The higher up the stack you consume resources, the more value you should get from the resource being consumed (e.g., Heroku). High-level resources are the most abstracted away from lower-level resources and allow products to be productive faster.

Lock-in Is a Risk

Technology lock-in is often a one-time decision or agreement with a vendor to use the technology. If you no longer have a support agreement with the vendor, your software does not immediately break; it just becomes self-supported.

Open source software can reduce the amount of lock-in from technology, but it does not eliminate it. Using open standards reduces the lock-in even more, but it’s important to know the difference between open standards and open source.

Just because someone else wrote the code doesn’t make it a standard. Likewise, proprietary systems can form unofficial standards that allow a choice to migrate away from them (e.g., AWS S3).

The reason vendor lock-in is often spoken about more than technology lock-in is because vendor lock-in has a higher risk than technology. If you don’t pay the vendor, your application will cease to run; you no longer have access to the resources you were paying for.

As alluded to earlier, vendor services provide more value because they allow product development to not require all of the lower-level implementations. Don’t avoid hosted services to eliminate risk; you should weigh the risk and reward of the service just as you would anything else.

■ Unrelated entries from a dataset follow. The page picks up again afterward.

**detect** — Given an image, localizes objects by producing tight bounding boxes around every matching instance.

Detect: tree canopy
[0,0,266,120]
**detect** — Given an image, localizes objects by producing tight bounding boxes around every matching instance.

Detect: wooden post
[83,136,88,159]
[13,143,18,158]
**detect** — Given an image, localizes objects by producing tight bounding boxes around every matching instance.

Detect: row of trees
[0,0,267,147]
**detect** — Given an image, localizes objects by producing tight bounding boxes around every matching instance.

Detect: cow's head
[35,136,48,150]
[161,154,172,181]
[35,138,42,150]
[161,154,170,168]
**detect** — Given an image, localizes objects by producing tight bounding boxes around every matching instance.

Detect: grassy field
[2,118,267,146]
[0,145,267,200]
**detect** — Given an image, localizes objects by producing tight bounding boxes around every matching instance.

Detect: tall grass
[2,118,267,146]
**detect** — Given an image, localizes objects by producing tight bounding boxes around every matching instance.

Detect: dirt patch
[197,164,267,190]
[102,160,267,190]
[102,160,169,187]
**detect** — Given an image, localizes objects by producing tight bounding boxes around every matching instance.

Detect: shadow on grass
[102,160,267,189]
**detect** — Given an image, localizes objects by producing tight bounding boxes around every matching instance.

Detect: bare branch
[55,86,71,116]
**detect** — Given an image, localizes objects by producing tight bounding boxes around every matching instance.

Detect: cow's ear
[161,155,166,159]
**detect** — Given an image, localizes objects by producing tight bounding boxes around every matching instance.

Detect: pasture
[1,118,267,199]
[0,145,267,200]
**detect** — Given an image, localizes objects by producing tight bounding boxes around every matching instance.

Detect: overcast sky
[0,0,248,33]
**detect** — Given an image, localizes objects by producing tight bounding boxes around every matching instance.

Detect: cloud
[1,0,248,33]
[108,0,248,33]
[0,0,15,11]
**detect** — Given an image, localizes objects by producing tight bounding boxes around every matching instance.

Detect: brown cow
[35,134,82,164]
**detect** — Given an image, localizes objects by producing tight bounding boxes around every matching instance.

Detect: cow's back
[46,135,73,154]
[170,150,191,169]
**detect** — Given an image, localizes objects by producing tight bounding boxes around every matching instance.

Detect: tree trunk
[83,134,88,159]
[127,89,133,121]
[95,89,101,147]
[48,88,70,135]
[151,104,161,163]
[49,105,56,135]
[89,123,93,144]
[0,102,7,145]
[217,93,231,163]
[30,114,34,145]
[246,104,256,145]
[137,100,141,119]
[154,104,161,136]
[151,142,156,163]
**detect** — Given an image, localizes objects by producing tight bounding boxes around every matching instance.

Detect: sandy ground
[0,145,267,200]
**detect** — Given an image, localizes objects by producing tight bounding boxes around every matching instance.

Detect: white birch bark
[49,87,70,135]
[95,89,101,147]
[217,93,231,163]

If the service provides a standard interface, it is a very low risk. The more custom the interface is, or the more unique the product is, the higher the risk it will be to switch.

Don’t Outsource Thinking

One of the goals of this book is to help you make decisions yourself. Don’t blindly take advice from other people or reports without knowing the context of the advice and how it applies to your situation.

If you can deliver products faster by consuming hosted cloud services, you should pick a vendor and start consuming them. While measuring risk is good, having endless debates over multiple vendors with similar solutions and building the service yourself is not a good use of time.

If multiple vendors provide similar services, pick the one that is easiest to adopt. Limitations will quickly surface after you begin using the service. The biggest factor when picking a vendor is to choose one with the same pace of innovation as you.

If the vendor innovates faster than you, then you will not be able to take advantage of its newest technologies and may have to spend much of your time migrating from older technologies. If the vendor’s innovation is too slow, then you will have to build your own abstractions on top of what the vendor provides, and you will not be focusing on your business objectives.

To stay competitive, you may need to consume resources that do not yet have standards or alternatives (e.g., new and experimental services). Don’t be scared of them just because they may leave you locked into that service. Weigh the risk of staying competitive or losing market share to your competition, who may innovate faster.

Understand what risks you are not able to avoid and what risks are too much for your business. Make decisions to maximize reward and minimize risk.